To put that in context, my 10 year reunion is coming up next year, and suddenly, his is a face I won't be seeing there. This has, as these things often do, had me thinking about death and what that means and how to react to it.

I'm not so naive to think that I'm still young and invencible, but this situation is just so . . . strange. 28, ostensibly healthy, and his heart just quit. It immediately makes one remember just how fragile we are as a species. So many moving parts; so many things that can go wrong in an instant.

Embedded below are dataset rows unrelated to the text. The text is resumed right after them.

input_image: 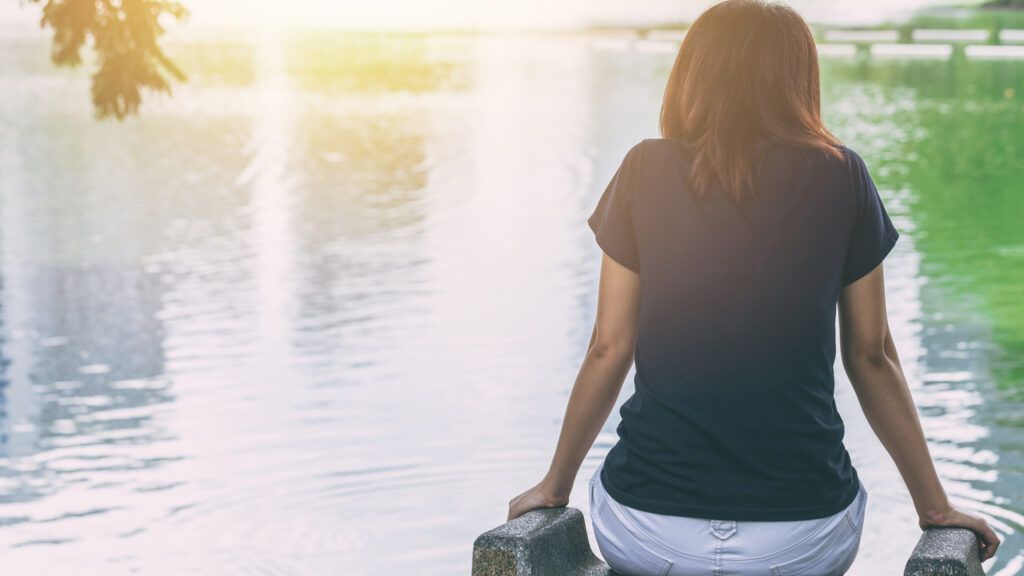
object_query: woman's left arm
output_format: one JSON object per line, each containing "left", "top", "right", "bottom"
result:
{"left": 507, "top": 252, "right": 641, "bottom": 521}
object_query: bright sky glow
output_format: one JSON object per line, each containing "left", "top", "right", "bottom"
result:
{"left": 1, "top": 0, "right": 977, "bottom": 31}
{"left": 189, "top": 0, "right": 952, "bottom": 30}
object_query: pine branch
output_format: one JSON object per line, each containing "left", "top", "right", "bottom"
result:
{"left": 28, "top": 0, "right": 189, "bottom": 120}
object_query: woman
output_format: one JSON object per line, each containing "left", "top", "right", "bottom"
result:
{"left": 505, "top": 0, "right": 1001, "bottom": 574}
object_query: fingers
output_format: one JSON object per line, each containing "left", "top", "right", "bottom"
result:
{"left": 974, "top": 520, "right": 1000, "bottom": 562}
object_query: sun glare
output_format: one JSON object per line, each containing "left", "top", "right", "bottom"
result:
{"left": 183, "top": 0, "right": 947, "bottom": 32}
{"left": 0, "top": 0, "right": 962, "bottom": 32}
{"left": 193, "top": 0, "right": 491, "bottom": 31}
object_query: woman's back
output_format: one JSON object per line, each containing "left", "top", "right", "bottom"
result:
{"left": 589, "top": 138, "right": 899, "bottom": 521}
{"left": 507, "top": 0, "right": 1001, "bottom": 568}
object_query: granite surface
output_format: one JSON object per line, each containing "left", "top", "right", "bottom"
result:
{"left": 472, "top": 506, "right": 985, "bottom": 576}
{"left": 904, "top": 526, "right": 985, "bottom": 576}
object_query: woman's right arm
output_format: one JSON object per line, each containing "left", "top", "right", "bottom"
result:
{"left": 838, "top": 262, "right": 1001, "bottom": 562}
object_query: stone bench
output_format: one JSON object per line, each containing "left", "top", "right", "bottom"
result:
{"left": 472, "top": 507, "right": 984, "bottom": 576}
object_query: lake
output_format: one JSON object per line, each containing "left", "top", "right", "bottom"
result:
{"left": 0, "top": 27, "right": 1021, "bottom": 575}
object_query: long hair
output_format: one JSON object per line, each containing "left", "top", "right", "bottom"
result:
{"left": 660, "top": 0, "right": 845, "bottom": 203}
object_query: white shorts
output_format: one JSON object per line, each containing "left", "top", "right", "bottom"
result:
{"left": 588, "top": 460, "right": 868, "bottom": 576}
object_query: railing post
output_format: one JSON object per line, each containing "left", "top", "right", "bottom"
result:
{"left": 472, "top": 508, "right": 613, "bottom": 576}
{"left": 903, "top": 526, "right": 985, "bottom": 576}
{"left": 472, "top": 507, "right": 986, "bottom": 575}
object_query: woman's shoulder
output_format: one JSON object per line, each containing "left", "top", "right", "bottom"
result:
{"left": 632, "top": 137, "right": 690, "bottom": 153}
{"left": 625, "top": 138, "right": 693, "bottom": 166}
{"left": 776, "top": 140, "right": 863, "bottom": 178}
{"left": 634, "top": 137, "right": 854, "bottom": 157}
{"left": 623, "top": 137, "right": 860, "bottom": 177}
{"left": 620, "top": 139, "right": 695, "bottom": 183}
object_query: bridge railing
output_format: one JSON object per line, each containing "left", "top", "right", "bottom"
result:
{"left": 472, "top": 507, "right": 985, "bottom": 576}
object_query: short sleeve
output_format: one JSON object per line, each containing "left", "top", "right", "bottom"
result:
{"left": 841, "top": 148, "right": 900, "bottom": 286}
{"left": 587, "top": 143, "right": 643, "bottom": 273}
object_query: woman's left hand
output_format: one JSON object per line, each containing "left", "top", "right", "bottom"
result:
{"left": 507, "top": 482, "right": 570, "bottom": 521}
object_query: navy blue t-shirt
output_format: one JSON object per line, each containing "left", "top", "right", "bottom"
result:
{"left": 587, "top": 138, "right": 899, "bottom": 521}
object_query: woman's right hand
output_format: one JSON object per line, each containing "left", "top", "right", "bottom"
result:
{"left": 919, "top": 505, "right": 1001, "bottom": 562}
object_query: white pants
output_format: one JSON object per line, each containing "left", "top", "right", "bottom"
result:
{"left": 588, "top": 461, "right": 867, "bottom": 576}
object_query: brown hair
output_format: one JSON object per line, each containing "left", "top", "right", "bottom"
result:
{"left": 660, "top": 0, "right": 845, "bottom": 203}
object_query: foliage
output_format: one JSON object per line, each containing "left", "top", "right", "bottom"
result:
{"left": 981, "top": 0, "right": 1024, "bottom": 8}
{"left": 28, "top": 0, "right": 188, "bottom": 120}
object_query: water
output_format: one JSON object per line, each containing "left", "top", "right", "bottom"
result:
{"left": 0, "top": 28, "right": 1022, "bottom": 575}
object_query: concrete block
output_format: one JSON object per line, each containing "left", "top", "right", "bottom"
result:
{"left": 472, "top": 507, "right": 614, "bottom": 576}
{"left": 473, "top": 507, "right": 986, "bottom": 576}
{"left": 904, "top": 526, "right": 985, "bottom": 576}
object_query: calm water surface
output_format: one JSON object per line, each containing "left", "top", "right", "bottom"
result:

In such times, I always take comfort in the words of Walt Whitman's Song of Myself,

They are alive and well somewhere,
The smallest sprout shows there is really no death,

And if ever there was it led forward life, and does not wait at

     the end to arrest it,
And ceas'd the moment life appear'd.

All goes onward and outward, nothing collapses,
And to die is different from what any one supposed,
     and luckier.

Has any one supposed it lucky to be born?
I hasten to inform him or her it is just as lucky to die,
     and I know it.

I pass death with the dying and birth with the new-wash'd

     babe, and am not contain'd between my hat and boots,

And peruse manifold objects, no two alike and every one

     good,

The earth good and the stars good, and their adjuncts all

     good.

I am not an earth nor an adjunct of an earth,
I am the mate and companion of people, all just as immortal and fathomless as myself,
     (They do not know how immortal, but I know.)

Whether I had stayed in contact with him or not, having ever known him has helped shape the person I am now. He influenced me, he was a part of my life, and I of his. And I will go forth and be a part of others lives, having had the indelible mark of his life upon my own.

He, nor I, nor Walt Whitman, could ever be "contain'd between [our] hat and boots."